At https://phys.org/news/2021-03-shift-scientific-consensus-demise-neandert… … which is once again about Neanderthals dying out – an apparent mystery that no one has really solved as yet. It has, in the past, glibly been attributed to the appearance of modern humans, the assumption being that our immediate ancestors were a hell of a lot more intelligent than their predecessors. This is of course based on the evolutionary tree theory, that development proceeds incrementally, getting more and more smarter as time goes by, an extraordinarily arrogant belief. Present day humans do not seem to be more able, or more intelligent than people living hundreds of years ago. Knowledge has increased – but that is in the hands of a few. How many people out there can do jobs as efficiently as people did in the Victorian era – when manual labour was the normal way of life. People pressing buttons on a machine are nowhere near as clever as artisans in former days. However, this idea of evolutionary improvement, ever upwards, dominated the debate on Neanderthals.

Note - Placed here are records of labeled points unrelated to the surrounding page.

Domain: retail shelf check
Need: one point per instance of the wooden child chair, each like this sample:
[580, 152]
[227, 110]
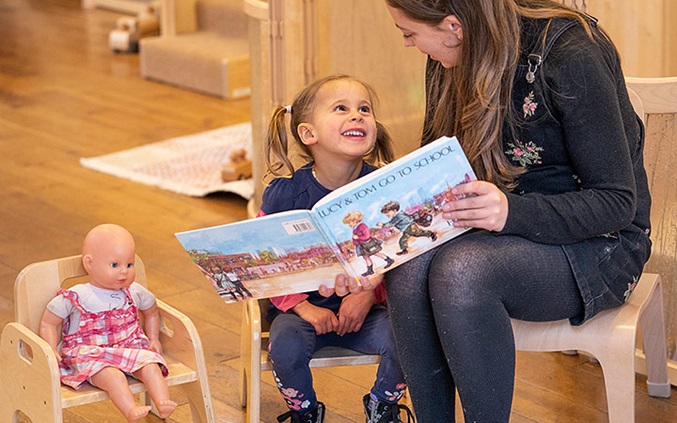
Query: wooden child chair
[29, 372]
[254, 356]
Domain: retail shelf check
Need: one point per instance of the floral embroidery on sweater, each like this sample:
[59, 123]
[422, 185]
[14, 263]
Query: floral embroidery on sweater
[525, 154]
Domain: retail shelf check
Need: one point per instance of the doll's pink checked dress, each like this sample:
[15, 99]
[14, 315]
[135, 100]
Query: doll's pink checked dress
[108, 338]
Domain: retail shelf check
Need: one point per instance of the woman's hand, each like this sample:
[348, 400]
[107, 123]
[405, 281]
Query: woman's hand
[344, 285]
[478, 204]
[322, 319]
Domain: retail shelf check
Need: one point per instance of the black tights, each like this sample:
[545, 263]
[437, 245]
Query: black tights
[451, 310]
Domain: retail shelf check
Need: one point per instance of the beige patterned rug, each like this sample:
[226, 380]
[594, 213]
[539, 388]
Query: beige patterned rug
[189, 165]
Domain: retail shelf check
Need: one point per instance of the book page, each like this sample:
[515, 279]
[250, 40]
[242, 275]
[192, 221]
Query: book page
[269, 256]
[400, 205]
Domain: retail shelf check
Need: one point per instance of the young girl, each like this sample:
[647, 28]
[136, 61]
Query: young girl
[102, 339]
[333, 123]
[365, 244]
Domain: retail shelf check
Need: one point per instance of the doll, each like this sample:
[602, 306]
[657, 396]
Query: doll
[102, 339]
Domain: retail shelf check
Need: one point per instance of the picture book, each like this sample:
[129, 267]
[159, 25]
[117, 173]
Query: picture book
[365, 228]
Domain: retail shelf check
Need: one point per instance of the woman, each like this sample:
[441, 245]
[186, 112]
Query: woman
[535, 93]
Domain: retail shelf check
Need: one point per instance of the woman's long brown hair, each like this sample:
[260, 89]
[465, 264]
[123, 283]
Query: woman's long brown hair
[473, 100]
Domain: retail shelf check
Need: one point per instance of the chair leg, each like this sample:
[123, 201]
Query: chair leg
[243, 387]
[652, 325]
[254, 395]
[619, 380]
[200, 406]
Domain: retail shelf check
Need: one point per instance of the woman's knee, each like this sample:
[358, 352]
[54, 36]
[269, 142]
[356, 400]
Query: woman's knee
[462, 270]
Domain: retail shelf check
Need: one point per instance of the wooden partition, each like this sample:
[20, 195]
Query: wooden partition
[645, 32]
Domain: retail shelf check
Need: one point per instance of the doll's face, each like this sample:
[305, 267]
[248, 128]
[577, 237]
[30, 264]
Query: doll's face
[109, 258]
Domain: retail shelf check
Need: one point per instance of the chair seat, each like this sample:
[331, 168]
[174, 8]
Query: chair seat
[330, 357]
[178, 374]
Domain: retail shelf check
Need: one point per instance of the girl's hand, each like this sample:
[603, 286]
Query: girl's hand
[354, 309]
[344, 285]
[322, 319]
[479, 204]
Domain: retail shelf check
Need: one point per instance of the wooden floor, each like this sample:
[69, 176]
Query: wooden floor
[63, 96]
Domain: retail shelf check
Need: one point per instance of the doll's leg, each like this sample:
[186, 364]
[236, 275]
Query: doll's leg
[151, 376]
[114, 382]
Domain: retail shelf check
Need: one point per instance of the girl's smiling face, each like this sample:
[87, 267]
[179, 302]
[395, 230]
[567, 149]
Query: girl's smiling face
[442, 42]
[343, 122]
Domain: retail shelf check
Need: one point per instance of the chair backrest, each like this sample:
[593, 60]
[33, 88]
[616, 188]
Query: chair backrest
[38, 283]
[659, 100]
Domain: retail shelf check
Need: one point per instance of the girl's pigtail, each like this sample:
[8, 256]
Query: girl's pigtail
[382, 153]
[277, 146]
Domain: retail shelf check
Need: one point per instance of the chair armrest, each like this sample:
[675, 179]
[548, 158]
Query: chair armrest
[179, 338]
[28, 363]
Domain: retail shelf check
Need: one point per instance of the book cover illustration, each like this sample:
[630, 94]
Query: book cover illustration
[279, 254]
[364, 228]
[395, 213]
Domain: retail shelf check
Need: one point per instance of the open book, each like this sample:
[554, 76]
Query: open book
[364, 228]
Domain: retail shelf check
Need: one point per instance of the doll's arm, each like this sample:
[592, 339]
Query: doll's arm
[152, 327]
[49, 331]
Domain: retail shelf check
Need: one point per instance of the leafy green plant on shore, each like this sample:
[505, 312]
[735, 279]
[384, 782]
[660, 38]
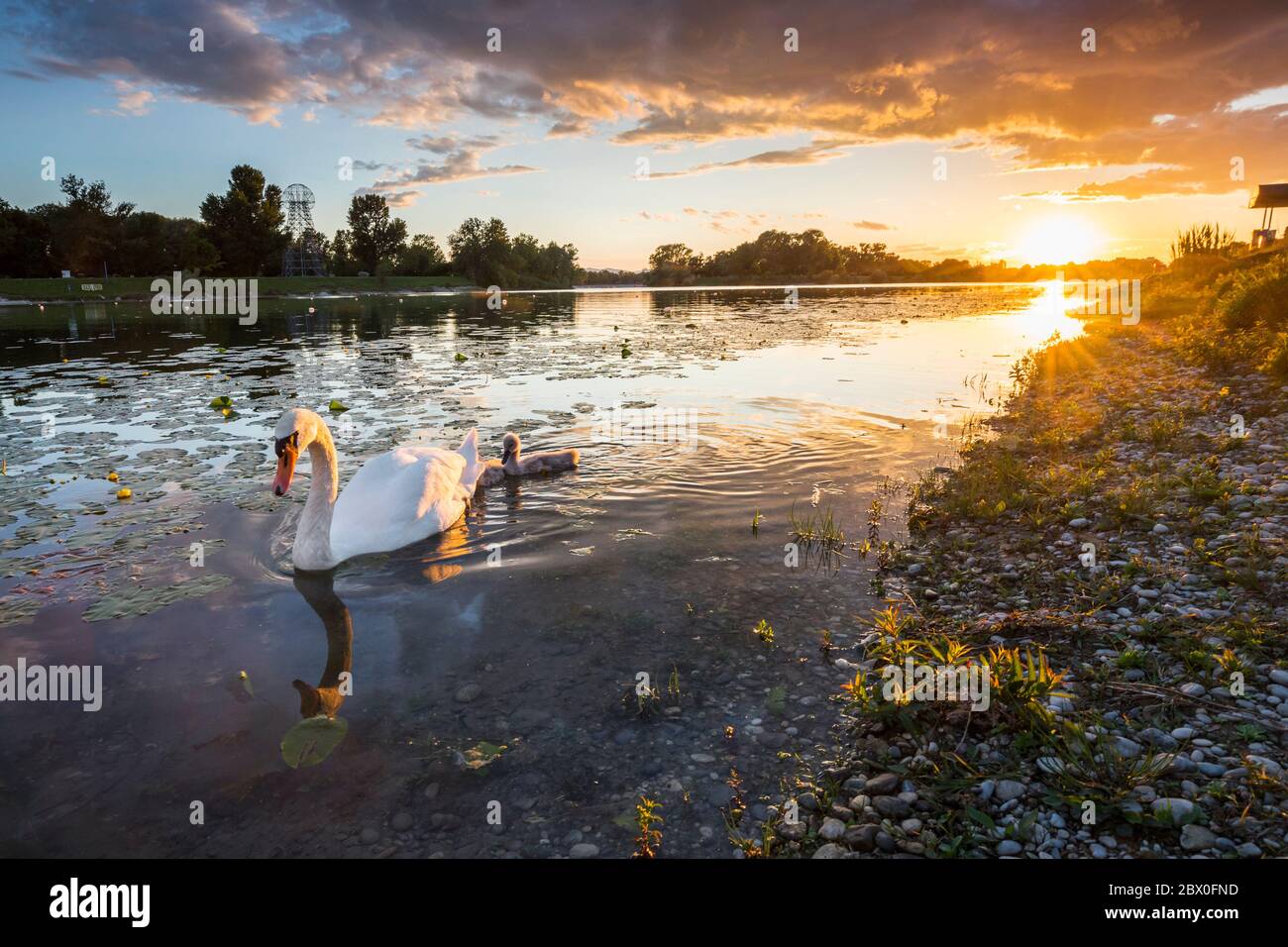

The link article tells us this is no longer true. New findings have caused a substantial rethink – although no doubt there are a few dinosaurs out there. New finds have overwhelmed old ideas – once again. The fact that Neanderthals made tar from birch bark to glue spear heads to spear shafts, for example, or the possibility Neanderthals may have been responsible for some of the Spanish cave paintings, is another. These discoveries have brought a significant about face. However, they still have a dilemma – what then had caused the decline and disappearance of the Neanderthals. They seem to be thrashing around a bit here, trying to push back modern human origins and the possibility of shared traditions. The subject of catastrophism is carefully avoided. See Scientific Reports at https://doi.org/10.1038/s41598-021-84410-7 …
At https://phys.org/news/2021-03-neanderthal-early-modern-human-stone.html … the Aechulian stone tool technology seems to have persisted for much longer than previously allowed. Another idea strongly associated with incremental evolutionary technology improvements. To get around this mainstream are pumping up the idea modern humans lived alongside Neanderthals. One might ask – come up with the evidence to prove it. Conclusively rather than theoretically. This all change idea came about as a result of the discovery that Neanderthals were adept in levellois tool technology – when this was previously thought to be a purely Palaeolithic development. This is said to show that Aechulian stone tools cohabited with levellois flake technology. Unsurprising we might think as stone tools were made by flaking. Using those flakes with a little bit of reworking would have led to the purposeful production of flakes, in their own right. One might see it as a small change in production but for years the two techniques were regarded as inventions of different stages of humanity. It was used to prop up the evolutionary function in tool production. One can see an evolutionary process in the development of humans, and even the fact that modern humans differ in many ways to Palaeolithic people, as we don't gnaw on great big lumps of gristly meat. It is cooked until it is tender and our teeth and mouths have changed as a result of that. Tool production is quite different. It has nothing to do with natural selection processes, but a question of innovation being accepted by peers.